I read your post today about your grandma - you are very fortunate.
I loved my grandma very dearly - but there was pain in her life that was evident until she died. She had given birth to 9 (maybe 10) babies...5 of them lived to be adults.
My grandma and grandpa were married in 1919. Grandma was 23 and Grandpa was 26. I had thought they were younger than that.
I've written about a possible first child, Leila. If there was a Leila, she would have been born in 1919 and died very young.
- Jordan was born September 6, 1920 and died February 5, 1921...5 months old.
- Lydia was born July 5, 1923 and died August 29, 1929...age 6
- Robert was born January 17, 1922 and died September 30, 1923...age 1 year, 9 1/2 months.
- Marian Ellen was born April 7, 1925 and lived to adulthood, but died before her parents in 1970.
- Joyce was born January 17, 1927 and lived to adulthood.
- Pat (Helen Patricia) was born May 26, 1932 and is still alive.
- Marilla was born January 24, 1934 and died April 4...1935.
My Aunt Joyce once told my cousin that she never felt loved by her mother. I'm sure that my grandmother was emotionally drained by that time...and lost yet another baby when Aunt Joyce was only 7. Did Grandma fear (did she brace herself emotionally by being distant) losing her baby Joyce?
- My dad, Thomas, was born a year after Marilla and missed sharing her birthday by a day...January 25, 1934.
- My Aunt Roberta was born August 12, 1937 and is also still alive.

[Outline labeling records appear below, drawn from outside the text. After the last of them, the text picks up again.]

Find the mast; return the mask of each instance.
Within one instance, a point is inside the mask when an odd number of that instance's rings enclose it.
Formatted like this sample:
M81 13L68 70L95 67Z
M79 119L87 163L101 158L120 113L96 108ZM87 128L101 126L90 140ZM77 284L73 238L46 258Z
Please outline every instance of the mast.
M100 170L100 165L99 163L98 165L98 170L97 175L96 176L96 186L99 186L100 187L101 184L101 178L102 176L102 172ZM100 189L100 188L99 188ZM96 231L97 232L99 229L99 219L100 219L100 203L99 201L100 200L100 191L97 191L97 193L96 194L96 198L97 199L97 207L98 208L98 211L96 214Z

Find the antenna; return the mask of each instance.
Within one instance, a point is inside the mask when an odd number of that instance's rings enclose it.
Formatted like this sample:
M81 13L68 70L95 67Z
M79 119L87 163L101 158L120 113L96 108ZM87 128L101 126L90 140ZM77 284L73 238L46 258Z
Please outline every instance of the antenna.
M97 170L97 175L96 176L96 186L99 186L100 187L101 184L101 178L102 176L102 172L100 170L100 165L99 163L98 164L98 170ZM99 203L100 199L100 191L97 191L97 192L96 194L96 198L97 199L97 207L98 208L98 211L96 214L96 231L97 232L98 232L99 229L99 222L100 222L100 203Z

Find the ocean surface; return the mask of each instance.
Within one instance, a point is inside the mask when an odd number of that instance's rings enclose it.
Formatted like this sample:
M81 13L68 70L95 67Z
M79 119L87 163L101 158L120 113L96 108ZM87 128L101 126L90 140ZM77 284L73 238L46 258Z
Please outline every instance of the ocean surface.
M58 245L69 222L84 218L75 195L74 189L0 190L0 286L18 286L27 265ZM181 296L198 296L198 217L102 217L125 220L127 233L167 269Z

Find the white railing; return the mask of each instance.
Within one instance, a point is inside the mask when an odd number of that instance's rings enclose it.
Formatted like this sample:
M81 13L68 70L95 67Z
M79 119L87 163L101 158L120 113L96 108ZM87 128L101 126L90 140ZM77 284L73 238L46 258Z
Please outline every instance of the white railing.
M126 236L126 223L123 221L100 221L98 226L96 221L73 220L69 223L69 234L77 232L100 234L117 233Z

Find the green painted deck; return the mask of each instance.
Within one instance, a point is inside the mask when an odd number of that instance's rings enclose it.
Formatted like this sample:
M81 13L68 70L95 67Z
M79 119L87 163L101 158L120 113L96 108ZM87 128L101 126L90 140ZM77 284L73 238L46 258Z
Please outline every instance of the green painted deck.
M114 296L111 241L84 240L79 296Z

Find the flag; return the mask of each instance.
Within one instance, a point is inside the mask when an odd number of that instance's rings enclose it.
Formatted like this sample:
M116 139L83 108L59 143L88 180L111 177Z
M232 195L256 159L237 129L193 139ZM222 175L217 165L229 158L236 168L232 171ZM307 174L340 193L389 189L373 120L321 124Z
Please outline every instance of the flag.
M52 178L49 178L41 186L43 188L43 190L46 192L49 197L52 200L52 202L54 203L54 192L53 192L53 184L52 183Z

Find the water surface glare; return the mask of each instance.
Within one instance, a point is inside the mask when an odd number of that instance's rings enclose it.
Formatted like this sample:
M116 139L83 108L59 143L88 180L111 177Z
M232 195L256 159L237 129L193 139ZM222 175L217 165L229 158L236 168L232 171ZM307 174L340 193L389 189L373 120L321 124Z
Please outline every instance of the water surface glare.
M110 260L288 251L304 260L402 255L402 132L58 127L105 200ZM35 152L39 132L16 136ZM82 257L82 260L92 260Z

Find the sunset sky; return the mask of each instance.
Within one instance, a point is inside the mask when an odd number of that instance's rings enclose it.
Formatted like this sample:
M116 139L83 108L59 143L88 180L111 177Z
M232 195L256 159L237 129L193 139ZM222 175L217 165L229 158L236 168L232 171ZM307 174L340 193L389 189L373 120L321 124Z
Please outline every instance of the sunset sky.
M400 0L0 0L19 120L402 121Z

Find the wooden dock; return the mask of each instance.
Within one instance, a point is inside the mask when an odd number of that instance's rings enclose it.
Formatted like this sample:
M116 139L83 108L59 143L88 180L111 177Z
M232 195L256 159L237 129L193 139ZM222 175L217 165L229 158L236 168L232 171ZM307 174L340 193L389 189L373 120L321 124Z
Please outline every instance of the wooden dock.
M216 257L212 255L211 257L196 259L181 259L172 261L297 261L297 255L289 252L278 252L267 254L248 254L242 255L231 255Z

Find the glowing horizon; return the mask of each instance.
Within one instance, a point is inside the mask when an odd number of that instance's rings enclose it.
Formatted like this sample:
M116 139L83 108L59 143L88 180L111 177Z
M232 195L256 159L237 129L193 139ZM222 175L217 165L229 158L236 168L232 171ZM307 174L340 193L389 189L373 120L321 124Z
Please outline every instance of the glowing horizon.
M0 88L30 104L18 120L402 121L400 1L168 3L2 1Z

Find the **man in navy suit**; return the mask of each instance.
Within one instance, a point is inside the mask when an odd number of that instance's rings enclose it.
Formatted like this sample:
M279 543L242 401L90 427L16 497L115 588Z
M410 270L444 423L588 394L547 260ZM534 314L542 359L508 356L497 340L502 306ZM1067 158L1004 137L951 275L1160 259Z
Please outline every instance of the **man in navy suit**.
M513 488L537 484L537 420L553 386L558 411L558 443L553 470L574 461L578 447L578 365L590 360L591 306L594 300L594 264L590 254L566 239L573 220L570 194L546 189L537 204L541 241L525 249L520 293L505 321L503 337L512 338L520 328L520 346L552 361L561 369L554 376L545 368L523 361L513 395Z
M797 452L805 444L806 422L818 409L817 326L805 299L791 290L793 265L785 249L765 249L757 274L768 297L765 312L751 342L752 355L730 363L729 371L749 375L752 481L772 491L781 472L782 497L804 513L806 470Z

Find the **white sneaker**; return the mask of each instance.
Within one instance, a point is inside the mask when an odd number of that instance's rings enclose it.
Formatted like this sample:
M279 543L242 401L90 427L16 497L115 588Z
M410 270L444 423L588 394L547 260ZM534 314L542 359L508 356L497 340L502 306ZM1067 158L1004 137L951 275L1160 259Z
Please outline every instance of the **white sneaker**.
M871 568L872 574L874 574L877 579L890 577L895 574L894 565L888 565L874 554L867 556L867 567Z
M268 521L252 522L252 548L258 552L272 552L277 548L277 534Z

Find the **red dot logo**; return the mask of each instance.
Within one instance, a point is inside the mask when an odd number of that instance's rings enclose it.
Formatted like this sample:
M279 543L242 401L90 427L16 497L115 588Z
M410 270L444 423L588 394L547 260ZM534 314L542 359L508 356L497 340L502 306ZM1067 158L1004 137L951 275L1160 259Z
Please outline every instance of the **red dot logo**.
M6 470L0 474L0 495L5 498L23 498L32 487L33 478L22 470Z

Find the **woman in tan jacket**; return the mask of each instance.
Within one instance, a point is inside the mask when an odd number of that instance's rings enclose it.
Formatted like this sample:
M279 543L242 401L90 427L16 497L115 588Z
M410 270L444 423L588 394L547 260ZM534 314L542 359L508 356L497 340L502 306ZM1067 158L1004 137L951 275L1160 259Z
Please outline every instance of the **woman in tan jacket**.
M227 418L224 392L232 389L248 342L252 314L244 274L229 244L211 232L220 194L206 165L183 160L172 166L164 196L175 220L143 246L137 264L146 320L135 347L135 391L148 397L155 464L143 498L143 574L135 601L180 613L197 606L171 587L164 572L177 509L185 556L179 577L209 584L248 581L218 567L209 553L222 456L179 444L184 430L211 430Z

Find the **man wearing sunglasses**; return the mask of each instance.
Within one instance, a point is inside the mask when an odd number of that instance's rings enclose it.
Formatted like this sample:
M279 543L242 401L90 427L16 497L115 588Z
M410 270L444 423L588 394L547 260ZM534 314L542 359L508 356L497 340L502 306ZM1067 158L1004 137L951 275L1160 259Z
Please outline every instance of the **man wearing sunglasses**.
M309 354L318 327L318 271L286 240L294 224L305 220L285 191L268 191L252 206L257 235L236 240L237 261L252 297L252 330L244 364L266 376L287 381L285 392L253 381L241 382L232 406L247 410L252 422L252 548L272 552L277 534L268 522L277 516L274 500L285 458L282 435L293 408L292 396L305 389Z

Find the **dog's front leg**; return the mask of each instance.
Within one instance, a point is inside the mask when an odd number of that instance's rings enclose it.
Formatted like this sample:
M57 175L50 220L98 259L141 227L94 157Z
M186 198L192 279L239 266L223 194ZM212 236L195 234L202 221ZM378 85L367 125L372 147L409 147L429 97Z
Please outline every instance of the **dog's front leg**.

Her first 3 (maybe 4) babied died and she lost another when she still had three children under 10 to take care of.
How would I - or many women living in the medically modern world today - have handled this grief? Would I have done any better than Grandma?
The look on her face in the photo...this was the typical Grandma look. If she smiled ever...I think it was seldom. It's the same look she had in my parents' wedding photo.
The more I see life, the more I understand how important it is to draw into God in grief.